Is this word pronounced as in French or has it changed?


----------



## HKK

I have always* heard this word pronounced as in French.

*I.e. in primary school where they wanted us to say etui instead of pennenzak


----------



## Tamar

So which word are you more likely to use - etui or pennenzak? (And why did they insist on a French word at school if you have a Dutch one? )


----------



## MaxJ

I, and the people around me, always say etui. I think pennenzak is only used in Flanders.


----------



## HKK

There is a slight difference between etui and pennenzak - etui being a case and pennenzak more of a bag. Anyway, I don't know why they considered etui the 'right' word, but the it could have something to do with its prevalence in the Netherlands.


----------



## Frank06

Hi,


HKK said:


> There is a slight difference between etui and pennenzak - etui being a case and pennenzak more of a bag. Anyway, I don't know why they considered etui the 'right' word, but the it could have something to do with its prevalence in the Netherlands.

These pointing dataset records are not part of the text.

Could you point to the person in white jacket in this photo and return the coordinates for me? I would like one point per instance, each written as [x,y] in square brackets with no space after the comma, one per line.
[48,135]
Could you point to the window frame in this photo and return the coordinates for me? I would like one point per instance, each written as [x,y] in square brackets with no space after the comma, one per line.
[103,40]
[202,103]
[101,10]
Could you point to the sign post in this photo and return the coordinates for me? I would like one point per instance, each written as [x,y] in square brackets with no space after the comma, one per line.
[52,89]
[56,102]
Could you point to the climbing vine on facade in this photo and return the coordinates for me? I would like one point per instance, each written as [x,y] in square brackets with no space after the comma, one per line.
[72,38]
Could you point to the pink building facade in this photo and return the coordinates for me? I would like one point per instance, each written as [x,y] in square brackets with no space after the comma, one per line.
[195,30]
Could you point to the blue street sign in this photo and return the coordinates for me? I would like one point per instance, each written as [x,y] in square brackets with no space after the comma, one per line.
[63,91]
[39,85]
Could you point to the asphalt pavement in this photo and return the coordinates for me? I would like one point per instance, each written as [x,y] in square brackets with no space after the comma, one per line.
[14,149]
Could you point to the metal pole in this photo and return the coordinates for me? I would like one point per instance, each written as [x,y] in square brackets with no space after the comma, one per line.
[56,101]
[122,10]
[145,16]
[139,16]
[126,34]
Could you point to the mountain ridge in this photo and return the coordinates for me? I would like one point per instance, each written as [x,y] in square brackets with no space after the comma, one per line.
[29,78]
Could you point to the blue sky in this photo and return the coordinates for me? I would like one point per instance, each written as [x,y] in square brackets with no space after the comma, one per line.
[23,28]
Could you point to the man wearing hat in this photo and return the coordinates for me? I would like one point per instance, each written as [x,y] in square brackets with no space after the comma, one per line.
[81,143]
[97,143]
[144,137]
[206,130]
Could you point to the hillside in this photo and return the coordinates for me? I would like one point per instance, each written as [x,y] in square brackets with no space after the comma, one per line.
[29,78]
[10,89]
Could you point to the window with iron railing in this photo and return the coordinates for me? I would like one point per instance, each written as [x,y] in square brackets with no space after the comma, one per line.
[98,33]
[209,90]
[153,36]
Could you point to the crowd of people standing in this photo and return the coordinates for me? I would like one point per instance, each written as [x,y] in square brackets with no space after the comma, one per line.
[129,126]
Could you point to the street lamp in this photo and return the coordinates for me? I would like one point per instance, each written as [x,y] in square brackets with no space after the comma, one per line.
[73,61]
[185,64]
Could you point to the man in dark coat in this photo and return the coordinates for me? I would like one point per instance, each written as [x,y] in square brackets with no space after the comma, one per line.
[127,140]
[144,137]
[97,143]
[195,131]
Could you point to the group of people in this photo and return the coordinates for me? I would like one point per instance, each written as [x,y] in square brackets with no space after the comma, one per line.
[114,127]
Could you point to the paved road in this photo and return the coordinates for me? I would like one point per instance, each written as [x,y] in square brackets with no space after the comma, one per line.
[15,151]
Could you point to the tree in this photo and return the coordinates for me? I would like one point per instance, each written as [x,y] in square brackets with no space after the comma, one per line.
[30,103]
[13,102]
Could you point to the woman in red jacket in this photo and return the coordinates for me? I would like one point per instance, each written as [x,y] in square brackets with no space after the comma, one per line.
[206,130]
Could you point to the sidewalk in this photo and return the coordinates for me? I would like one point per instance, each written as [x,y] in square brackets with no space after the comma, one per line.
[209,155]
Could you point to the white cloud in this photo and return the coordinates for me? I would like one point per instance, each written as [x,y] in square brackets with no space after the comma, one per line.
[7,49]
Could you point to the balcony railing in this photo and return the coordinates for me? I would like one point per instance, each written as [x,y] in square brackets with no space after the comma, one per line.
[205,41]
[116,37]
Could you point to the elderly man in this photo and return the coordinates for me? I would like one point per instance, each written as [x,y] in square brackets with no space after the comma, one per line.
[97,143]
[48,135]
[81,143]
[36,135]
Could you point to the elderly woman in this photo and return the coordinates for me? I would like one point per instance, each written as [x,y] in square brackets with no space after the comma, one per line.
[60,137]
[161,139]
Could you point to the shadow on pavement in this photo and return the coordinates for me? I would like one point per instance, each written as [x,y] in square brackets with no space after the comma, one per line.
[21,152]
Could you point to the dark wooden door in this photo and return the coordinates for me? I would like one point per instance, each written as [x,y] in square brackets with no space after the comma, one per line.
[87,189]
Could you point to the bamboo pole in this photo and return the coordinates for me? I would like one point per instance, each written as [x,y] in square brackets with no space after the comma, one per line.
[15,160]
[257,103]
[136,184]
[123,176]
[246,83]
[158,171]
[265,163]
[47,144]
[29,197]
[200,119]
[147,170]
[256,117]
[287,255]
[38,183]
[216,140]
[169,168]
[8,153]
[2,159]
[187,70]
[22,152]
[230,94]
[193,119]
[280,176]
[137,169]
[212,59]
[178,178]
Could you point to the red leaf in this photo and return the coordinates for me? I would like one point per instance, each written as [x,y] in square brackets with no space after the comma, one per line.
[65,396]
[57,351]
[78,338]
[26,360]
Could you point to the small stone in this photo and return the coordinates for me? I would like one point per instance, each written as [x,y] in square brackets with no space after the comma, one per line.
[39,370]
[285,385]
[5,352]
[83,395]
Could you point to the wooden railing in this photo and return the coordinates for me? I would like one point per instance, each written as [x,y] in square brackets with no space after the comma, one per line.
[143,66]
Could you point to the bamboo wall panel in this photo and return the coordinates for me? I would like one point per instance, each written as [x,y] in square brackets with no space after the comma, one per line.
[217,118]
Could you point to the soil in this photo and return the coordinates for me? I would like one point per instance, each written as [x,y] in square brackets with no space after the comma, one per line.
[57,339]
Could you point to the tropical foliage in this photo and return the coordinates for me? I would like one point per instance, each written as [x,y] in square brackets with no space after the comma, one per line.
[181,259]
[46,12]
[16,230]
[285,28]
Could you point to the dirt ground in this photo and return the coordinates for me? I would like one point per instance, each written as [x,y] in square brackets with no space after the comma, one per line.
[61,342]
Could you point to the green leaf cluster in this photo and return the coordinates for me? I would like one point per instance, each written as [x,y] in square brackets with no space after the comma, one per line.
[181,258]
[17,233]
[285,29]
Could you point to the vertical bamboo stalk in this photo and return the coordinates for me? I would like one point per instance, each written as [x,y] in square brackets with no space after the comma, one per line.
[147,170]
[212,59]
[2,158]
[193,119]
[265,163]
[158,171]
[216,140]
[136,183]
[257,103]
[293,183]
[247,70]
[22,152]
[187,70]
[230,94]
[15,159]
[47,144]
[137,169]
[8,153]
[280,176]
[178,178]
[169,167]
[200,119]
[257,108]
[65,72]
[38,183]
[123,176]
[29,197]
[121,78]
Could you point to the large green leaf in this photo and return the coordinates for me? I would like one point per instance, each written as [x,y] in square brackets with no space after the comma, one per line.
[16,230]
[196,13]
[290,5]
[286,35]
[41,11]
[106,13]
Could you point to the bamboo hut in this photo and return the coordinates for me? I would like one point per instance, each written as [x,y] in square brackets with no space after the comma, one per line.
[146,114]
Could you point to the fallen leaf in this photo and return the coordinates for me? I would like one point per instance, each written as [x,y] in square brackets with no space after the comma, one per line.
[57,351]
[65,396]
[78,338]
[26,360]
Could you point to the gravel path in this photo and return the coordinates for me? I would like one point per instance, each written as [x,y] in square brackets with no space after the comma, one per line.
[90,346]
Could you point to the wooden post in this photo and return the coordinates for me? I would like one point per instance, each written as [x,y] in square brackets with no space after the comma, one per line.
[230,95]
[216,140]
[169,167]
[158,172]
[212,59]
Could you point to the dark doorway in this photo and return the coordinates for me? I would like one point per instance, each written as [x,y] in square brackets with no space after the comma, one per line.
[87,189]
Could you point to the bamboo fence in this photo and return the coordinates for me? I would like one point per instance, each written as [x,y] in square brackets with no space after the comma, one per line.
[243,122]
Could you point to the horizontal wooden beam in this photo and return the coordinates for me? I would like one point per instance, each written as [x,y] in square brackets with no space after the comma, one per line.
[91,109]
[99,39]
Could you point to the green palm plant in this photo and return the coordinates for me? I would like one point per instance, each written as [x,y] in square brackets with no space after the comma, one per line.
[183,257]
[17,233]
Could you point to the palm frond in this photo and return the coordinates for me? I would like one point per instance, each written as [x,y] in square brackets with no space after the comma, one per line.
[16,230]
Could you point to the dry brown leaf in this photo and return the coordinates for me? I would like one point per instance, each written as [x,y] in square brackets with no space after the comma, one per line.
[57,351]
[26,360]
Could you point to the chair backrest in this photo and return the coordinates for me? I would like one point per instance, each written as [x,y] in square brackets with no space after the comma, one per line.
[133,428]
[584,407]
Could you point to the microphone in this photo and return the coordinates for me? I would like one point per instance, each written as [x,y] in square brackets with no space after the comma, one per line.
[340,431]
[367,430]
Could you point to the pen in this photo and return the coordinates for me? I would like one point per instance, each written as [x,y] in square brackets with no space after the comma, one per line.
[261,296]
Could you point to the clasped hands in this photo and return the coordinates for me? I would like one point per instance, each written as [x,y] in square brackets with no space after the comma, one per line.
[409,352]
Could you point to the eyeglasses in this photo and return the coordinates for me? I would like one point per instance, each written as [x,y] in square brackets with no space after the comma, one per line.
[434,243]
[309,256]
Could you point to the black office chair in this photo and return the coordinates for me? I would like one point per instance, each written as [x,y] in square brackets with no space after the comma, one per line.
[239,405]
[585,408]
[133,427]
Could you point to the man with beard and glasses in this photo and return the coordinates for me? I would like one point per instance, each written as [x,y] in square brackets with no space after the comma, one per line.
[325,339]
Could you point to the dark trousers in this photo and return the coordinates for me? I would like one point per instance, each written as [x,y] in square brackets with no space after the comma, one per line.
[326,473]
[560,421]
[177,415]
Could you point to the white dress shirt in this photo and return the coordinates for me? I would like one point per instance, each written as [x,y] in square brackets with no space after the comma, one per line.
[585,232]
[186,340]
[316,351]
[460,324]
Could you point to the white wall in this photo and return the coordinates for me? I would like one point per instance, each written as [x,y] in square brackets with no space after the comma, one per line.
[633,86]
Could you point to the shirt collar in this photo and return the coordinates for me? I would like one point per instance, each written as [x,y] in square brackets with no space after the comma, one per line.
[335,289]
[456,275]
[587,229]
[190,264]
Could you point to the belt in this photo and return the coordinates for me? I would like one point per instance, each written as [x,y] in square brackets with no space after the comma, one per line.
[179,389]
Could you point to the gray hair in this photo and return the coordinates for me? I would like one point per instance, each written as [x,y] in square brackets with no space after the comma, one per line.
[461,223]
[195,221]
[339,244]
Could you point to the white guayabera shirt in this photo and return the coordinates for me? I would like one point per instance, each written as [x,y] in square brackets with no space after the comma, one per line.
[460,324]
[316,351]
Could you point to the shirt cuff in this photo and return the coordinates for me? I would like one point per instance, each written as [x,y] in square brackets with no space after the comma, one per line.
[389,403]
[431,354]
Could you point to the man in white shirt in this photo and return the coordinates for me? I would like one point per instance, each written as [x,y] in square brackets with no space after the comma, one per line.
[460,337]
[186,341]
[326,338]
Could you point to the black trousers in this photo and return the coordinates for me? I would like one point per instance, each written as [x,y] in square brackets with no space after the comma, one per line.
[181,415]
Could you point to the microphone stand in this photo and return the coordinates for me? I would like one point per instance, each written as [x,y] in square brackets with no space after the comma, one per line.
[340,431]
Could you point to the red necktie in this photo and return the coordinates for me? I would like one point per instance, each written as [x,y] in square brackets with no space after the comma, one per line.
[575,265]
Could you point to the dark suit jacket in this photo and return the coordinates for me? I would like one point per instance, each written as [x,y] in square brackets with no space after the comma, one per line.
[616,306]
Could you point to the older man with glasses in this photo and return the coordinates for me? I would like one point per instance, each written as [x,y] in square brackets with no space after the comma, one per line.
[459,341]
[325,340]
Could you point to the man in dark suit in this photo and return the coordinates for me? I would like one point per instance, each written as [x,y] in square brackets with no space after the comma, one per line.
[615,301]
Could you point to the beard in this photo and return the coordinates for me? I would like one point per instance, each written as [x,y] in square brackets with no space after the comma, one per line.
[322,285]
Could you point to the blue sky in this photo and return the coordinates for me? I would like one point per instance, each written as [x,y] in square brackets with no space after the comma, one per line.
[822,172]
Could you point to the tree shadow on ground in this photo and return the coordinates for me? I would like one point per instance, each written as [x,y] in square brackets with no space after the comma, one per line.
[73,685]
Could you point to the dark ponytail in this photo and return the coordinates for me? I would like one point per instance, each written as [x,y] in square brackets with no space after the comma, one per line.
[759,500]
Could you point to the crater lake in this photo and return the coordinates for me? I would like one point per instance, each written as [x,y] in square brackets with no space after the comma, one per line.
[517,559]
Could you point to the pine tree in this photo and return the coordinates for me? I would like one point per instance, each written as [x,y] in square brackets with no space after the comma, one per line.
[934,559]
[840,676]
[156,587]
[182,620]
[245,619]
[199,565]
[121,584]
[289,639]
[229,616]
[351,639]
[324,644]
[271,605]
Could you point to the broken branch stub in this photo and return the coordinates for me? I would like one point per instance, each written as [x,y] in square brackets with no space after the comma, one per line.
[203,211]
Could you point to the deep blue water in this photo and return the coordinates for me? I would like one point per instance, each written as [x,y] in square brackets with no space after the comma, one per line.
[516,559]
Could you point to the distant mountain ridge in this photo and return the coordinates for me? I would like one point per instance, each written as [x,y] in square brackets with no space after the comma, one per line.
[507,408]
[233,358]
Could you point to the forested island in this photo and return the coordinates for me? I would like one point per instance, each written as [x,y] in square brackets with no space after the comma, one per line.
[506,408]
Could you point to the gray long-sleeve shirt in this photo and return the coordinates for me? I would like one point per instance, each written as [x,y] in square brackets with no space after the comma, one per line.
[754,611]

That was my first reaction too. For me, there is also a difference of meaning between _etui_ and _pennenzak_.
As for this being "right" or not, I couldn't care less . It's the way I (we?) learned it, so that's "right" enough for me .

Groetjes,

Frank


----------



## Tamar

Thanks guys!


----------



## MaxJ

Oh and if I pronounce etui, it's not exactly the French way. I say something like "ee-twie" with a Dutch w.


----------



## Tamar

What do you mean by "a Dutch w"?
Could you IPA it?


----------



## MaxJ

The same w as you use in weg. Can't IPA it sorry :/


----------



## Grytolle

een weg [Yn ʋɛχ]
etui [etʋiˑ]


----------



## Tamar

Thanks Maxj and Grytolle


----------